Phillies’ offense quieted yet again in 4-1 loss to Rockies

DENVER — J.T. Realmuto had neither dropped his bat nor run more than halfway down the first-base line when the mighty Phillies offense stalled once again Monday night.

Things were finally starting to percolate. Not much. But after being muted for seven innings in this notorious hitter’s ballpark by the Colorado Rockies, the Phillies were rallying. Pinch-hitting Didi Gregorius had just doubled in a run, and Realmuto stepped to the plate as the tying run with Bryce Harper on deck.

Realmuto hit the ball hard, too. But he lined it directly at Rockies reliever Carlos Estévez, who snared it out of midair and threw to second base to double off Gregorius and help send the Phillies to a 4-1 loss in the opener of a three-game series at Coors Field.

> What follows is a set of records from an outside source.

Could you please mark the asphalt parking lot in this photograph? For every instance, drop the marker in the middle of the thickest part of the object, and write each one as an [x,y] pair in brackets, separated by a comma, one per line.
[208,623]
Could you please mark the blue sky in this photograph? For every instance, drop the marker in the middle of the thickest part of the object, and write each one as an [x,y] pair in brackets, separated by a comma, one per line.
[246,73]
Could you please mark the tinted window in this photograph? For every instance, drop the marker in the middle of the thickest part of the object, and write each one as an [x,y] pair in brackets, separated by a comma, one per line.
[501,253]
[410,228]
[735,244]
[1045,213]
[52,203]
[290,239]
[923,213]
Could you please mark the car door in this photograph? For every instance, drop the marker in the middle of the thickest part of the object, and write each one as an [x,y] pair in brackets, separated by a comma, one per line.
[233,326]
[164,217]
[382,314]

The Phillies fell to 1-4 on a road trip that can’t end soon enough. They have scored three runs or fewer in five of their last seven games, unacceptable for a team that is built to mash and trots out a $130 million lineup for most games.

Yes, it’s early. How early? The Phillies have played 11 games, 6.8% of the schedule. If they were an NFL team, it would still be the first quarter of Week 2.

But manager Joe Girardi’s behavior suggests an unusual urgency for the middle of April. Girardi has already shuffled the names in that expensive lineup. It hasn’t worked yet. Not even a night in the thin air of the Rocky Mountains could ignite the slumbering offense.

Rockies starter Chad Kuhl, the pride of Newark, Del., shut down the Phillies for six innings. He gave up a single to Harper in the first inning and didn’t allow another hit until Realmuto’s two-out single in the sixth.

It provided Aaron Nola with no margin for error, and to his credit, Nola didn’t make any until the sixth inning. He finally hung a sinker to Charlie Blackmon, who crushed a 453-foot leadoff homer to right-center field to snap a scoreless stalemate.

Return of the wild thing

It took four appearances for the wild José Alvarado to show up.

With one on, one out, and Nola at 84 pitches in the sixth inning, Girardi trusted Alvarado to keep the deficit at 1-0. Instead, the big lefty uncorked two wild pitches, the second of which went through Realmuto’s legs and enabled C.J. Cron to score from third base.

Alvarado had neither issued a walk nor thrown a wild pitch in a total of three innings over his first three outings. Still, he will never be confused with a control artist. Girardi chose to bring him in rather than let Nola face lefty-hitting Ryan McMahon. Nola threw 76 pitches in each of his first two starts.

The Rockies stretched the lead to 4-0 in the seventh inning against reliever James Norwood. Randal Grichuk lined a two-run double over Nick Castellanos’ outstretched glove in right field.

Rough night for Rhys

Rhys Hoskins worked a two-out walk in the fourth inning, then got caught leaning at first base and was picked off by Rockies catcher Elias Díaz. Given how precious baserunners were against Kuhl, it qualified as a costly mistake.

In the fifth inning, Hoskins was poised to field Sam Hilliard’s slow roller to first base. But the ball hit the bag and bounced for a hit.

How’s that for a play that typified the Phillies’ first 11 games?